Do you ever shake your head and throw up your hands when trying to manage your child’s behaviour in demanding social situations? Maybe even the first days of school feel tricky.  Some children are clinging, some children never want to leave! The social demands of a classroom can be treacherous territory because they offer novel experiences for your child.

Demanding Social Settings

We navigated many demanding social situations this summer. We experienced the dark side with our child.

Have you ever experienced the big group, the over-stimulating environment, or the unfamiliar group of friends and wondered about the bear you used to call son? Or the tiger you used to call daughter? Have you ever watched with shock as your child tried on the behaviours of older children? Or stood chest-out with new defiance? Possibly, transitions out of social situations with lots of peer magnetism are difficult, maybe even including big emotions?

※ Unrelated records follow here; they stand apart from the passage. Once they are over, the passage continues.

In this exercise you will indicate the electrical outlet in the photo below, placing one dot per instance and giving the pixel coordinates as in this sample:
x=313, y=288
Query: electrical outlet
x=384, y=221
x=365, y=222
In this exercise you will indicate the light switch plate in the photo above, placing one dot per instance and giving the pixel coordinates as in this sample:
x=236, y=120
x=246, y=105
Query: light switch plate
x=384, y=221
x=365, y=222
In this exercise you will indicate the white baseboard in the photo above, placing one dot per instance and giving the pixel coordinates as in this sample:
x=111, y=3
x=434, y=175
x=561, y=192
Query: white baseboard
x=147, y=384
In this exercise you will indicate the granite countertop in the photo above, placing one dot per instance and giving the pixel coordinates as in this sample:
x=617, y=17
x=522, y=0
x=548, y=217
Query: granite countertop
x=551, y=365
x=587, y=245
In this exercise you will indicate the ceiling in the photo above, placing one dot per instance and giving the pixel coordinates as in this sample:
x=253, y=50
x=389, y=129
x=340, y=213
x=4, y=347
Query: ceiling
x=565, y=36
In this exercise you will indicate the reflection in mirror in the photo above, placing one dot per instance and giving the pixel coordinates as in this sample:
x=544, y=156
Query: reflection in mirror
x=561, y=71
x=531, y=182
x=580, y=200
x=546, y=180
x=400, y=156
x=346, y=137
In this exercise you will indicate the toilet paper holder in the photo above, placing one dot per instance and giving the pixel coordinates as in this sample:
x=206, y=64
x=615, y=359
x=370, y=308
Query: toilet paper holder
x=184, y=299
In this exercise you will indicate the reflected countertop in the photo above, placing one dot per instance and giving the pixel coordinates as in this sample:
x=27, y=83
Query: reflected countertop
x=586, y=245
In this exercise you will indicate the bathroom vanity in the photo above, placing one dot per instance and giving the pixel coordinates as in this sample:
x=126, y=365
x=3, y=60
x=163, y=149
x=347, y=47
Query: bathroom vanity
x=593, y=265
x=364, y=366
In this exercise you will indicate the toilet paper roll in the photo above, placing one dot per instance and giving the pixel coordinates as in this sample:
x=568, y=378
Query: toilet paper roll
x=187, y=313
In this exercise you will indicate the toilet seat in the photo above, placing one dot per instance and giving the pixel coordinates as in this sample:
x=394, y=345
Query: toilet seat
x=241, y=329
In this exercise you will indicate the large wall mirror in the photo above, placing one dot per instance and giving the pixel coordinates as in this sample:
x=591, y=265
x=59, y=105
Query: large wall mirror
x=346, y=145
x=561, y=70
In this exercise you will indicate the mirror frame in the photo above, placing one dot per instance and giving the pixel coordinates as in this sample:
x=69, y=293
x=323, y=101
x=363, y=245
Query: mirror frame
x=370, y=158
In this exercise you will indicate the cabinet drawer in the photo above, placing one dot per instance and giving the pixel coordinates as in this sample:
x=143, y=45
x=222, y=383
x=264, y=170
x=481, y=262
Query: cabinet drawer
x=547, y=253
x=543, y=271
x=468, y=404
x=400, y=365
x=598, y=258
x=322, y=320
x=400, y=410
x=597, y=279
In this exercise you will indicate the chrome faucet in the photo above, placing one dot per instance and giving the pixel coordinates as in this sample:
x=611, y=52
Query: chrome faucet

Recently, over BBQ, a friend and I commiserated about our children’s challenges managing social interactions.  

When it gets really difficult, I instinctively draw my little one close to me. Even my big kids need more at-home time when they’re stretched. It is a great reminder for back-to-school days! Developmental psychology agrees.

Creating a Secure Base

In order to be successful in demanding social environments, children require the secure base of love from their parents.  Our steadfast love empowers confident explorers and curious learners.

Parents, be the secure base.

Connect Generously

Now your instinct at the end of summer might be to drop them off at school and run for your freedom. Yet, your child needs to experience lots of closeness during these days. Write cuddles, connections, and collecting on your menu.

Give generous time and attention to your child, offering the support they need. Look them in the eyes. Pull their head onto your chest. Give the gifts of togetherness.

John Bowlby, considered the father of attachment theory, posits the “secure base.” The secure base is the parent-child relationship and the child’s exploration is possible from this secure base.

Dr. Gordon Neufeld, Canadian attachment theory expert, reminds us, “…to help the child separate we must assume the responsibility for keeping the child close. We help a child let go by providing more contact and connection than he himself is seeking. When he asks for a hug, we give him a warmer one than he is giving us. We liberate children not by making them work for our love but by letting them rest in it.”

Navigating the roadmap of school days offers new opportunities to be curious about relationships. It is wonderful new territory and we want our children to feel liberated and confident.

And, you are your child’s best bet!

How will we help our children ‘rest in our love’? Establish rituals around what matters most because they offer consistency without decision-making or creative drain. What are the after-school rituals creating your secure base?